The Merry-Go-Round in the Sea
- First edition
- Author: Randolph Stow
- Language: English
- Genre: Literary fiction
- Publisher: MacDonald, London
- Publication date: 1965
- Publication place: Australia
- Media type: Print
- Pages: 283pp
- Preceded by: Tourmaline
- Followed by: Visitants

= The Merry-Go-Round in the Sea =

1965 novel written by Randolph Stow

The Merry-Go-Round in the Sea (1965) is a novel by Australian writer Randolph Stow.

==Story outline==
Set in Geraldton, Western Australia after World War II the novel follows the story of a boy (Rob Coram) and his cousin Rick. The book begins in 1941 when Rob is six and his idol, Rick, is sent off to war.

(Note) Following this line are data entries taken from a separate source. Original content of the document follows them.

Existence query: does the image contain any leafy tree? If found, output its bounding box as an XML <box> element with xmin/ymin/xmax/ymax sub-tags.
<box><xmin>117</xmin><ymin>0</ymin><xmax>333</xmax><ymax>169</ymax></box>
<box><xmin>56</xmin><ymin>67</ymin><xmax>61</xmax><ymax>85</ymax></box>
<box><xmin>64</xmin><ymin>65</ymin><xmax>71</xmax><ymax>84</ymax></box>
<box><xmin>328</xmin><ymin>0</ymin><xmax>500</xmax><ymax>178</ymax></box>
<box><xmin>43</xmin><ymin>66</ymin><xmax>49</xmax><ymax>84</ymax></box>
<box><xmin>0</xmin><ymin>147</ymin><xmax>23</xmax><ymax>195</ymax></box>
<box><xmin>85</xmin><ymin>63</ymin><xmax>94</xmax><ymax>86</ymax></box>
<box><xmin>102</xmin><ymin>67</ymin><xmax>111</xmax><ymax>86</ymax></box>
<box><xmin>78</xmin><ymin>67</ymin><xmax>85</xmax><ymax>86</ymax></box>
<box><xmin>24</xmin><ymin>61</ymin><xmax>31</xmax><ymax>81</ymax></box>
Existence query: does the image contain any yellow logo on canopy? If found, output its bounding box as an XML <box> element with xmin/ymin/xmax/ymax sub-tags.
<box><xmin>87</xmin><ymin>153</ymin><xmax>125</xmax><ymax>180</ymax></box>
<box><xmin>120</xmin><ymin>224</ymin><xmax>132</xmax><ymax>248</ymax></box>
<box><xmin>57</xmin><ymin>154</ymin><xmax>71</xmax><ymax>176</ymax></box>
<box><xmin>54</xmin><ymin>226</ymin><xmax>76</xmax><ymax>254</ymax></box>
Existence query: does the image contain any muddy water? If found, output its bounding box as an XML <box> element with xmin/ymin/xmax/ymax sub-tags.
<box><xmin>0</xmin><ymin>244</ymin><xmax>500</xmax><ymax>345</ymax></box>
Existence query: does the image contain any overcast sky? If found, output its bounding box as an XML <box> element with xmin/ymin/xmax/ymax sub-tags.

By the time Rick has returned after spending time as a prisoner of war Rob's view of the world has changed markedly and his childhood has ended.

==Critical reception==
In a review in The Canberra Times in 1972, Maurice Dunlevy called it "not so much a novel as a lyric poem...The Merry-Go-Round in the Sea is a beautiful book, a novel full of controlled evocative prose, a haunting sense of place, and a wonderfully consistent structure of imagery."

In a survey of the author's work for Australian Book Review in 2009, Tony Hassall has no doubts about the novel's worth: "The book captures the contradictory feelings of its author as he looks back on a golden childhood with fierce nostalgic longing, while at the same time seeing it as transient and irrevocably separate from mature experience... In its sensitive exploration of Rob’s reluctant progression into a world of divided allegiances, The Merry-Go-Round in the Sea stands alongside earlier Australian classics like Henry Handel Richardson’s The Fortunes of Richard Mahony and Martin Boyd’s Lucinda Brayford."